Прилуцкий улыбнулся и не отвечал ни слова. В продолжение этого разговора мы дошли до Старого Симонова. Услужливый пономарь отпер нам церковь, показал надгробные камни Пересвета и Осляби, несколько древних икон и остался очень доволен двугривенным, который дал ему за труды Николай Степанович Соликамский.
— Ну, — сказала княгиня, когда мы сошли с церковного погоста, — теперь моя очередь быть вашим чичероне.
— Видите ли вы вон там, за городским валом, эту семью унылых берез: они растут на берегу пруда, в котором утонула бедная Лиза.
— Я вижу два дуба, — сказал Прилуцкий, — из которых один высох, да несколько берез, если не унылых, так, по крайней мере, очень жалких.
— В самом деле, — прервала княгиня, — куда девались эти огромные, развесистые березы, которые склонялись так живописно над водою?
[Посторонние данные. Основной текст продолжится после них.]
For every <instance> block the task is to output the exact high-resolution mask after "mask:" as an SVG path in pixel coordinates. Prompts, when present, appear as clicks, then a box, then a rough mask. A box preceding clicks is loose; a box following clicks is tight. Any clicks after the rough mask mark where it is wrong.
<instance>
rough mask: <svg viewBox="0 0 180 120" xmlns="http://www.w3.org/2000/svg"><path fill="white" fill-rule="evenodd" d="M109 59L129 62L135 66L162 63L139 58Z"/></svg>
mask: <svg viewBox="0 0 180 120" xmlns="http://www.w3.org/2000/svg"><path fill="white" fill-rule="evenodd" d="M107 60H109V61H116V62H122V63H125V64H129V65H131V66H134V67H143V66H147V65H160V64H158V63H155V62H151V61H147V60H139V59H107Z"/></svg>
Я помню, они были все покрыты надписями.
— Да, может быть, мы и теперь найдем какие-нибудь надписи, — сказал я.
— Но уж, верно, не такие, — подхватила княгиня, — какие сочиняли в старину московские поэты. О, сколько в этих стихах было истинного чувства. Нет, нынче не умеют так писать. Я помню, один из московских поэтов, князь Платочкин, написал при мне карандашом на березе четыре стиха; я их не забыла:
Я здесь люблю мечтать
Под тению березы,
О бедной Лизе вспоминать
И лить сердечны слезы.
— Не правда ли, Оленька, что эти стихи очень милы?
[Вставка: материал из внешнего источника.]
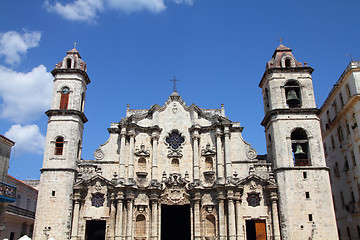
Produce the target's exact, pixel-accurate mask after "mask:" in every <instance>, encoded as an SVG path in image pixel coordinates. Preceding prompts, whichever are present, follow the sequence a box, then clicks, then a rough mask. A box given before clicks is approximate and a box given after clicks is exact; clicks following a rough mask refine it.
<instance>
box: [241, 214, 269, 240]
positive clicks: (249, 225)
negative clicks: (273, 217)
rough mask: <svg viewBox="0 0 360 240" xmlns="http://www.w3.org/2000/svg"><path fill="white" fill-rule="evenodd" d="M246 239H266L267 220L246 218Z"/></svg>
mask: <svg viewBox="0 0 360 240" xmlns="http://www.w3.org/2000/svg"><path fill="white" fill-rule="evenodd" d="M246 240H266V224H265V220H259V219H257V220H246Z"/></svg>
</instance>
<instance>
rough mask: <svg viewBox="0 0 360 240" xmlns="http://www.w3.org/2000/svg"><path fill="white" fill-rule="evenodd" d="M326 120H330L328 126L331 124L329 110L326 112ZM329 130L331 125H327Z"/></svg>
mask: <svg viewBox="0 0 360 240" xmlns="http://www.w3.org/2000/svg"><path fill="white" fill-rule="evenodd" d="M326 119H327V120H328V123H327V124H330V112H329V110H327V111H326ZM328 128H329V125H327V128H326V129H328Z"/></svg>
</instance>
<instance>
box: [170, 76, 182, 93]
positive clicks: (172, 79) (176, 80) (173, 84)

— Может быть, маменька, только мне кажется, что и я бы могла написать такие стихи.
— То-то и есть, что кажется, а попробуй, так и не напишешь. Нет, мой друг, князь Платочкин был в свое время известным поэтом. Я помню, как мы все гонялись за ним в Слободском саду, а он этого как будто и не замечает, идет себе задумавшись, остановится, вынет карандаш, попишет у себя в книжке и пойдет опять. Конечно, Платочкин далеко не был таким поэтом, как автор «Бедной Лизы», но какие он писал мадригалы, триолеты, так я тебе скажу — прелесть!.. Ну, вот мы и пришли!
Я помог княгине взойти на земляную насыпь, которая окружает со всех сторон небольшой прудик, более похожий на дождевую лужу, чем на пруд.
— Посмотрите, тетушка, — сказал Прилуцкий, указывая на одну березу, — не при вас ли были писаны эти стихи?
— Где, мой друг? Где?
— А вот здесь! Видите?… Карандашом.
— Да, точно! Только я никак не могу разобрать. У тебя, Александр, глаза помоложе моих, — прочти-ка, мой Друг!
Прилуцкий не вдруг разобрал надпись, однако ж прочел наконец кое-как следующие стихи:
Созданье легкое минутного каприза,
Пустая выдумка и дичь!
Ну, что за Сафо эта Лиза?
И что за Ловелас какой-нибудь москвич?
— Ах, боже мой! Да это, кажется, эпиграмма?
— Да, тетушка! И мне кажется, что это не мадригал.
— Хороши же ваши теперешние стихотворцы!.. Бездушники! Да что и говорить, для них нет ничего святого!
— Постойте, тетушка! Вот еще другие стихи — может быть, эти лучше.
— Не верю; если они писаны недавно, так, верно, какая-нибудь гадость, однако ж, так и быть, прочти!
Прилуцкий прочел довольно бегло следующее двустишие:
Ну, можно ль поступить безумнее и хуже:
Влюбиться в сорванца и утопиться в луже?
— Фи, какая глупость! — вскричала княгиня. — Да уж не ты ли нам все это сочиняешь, Александр?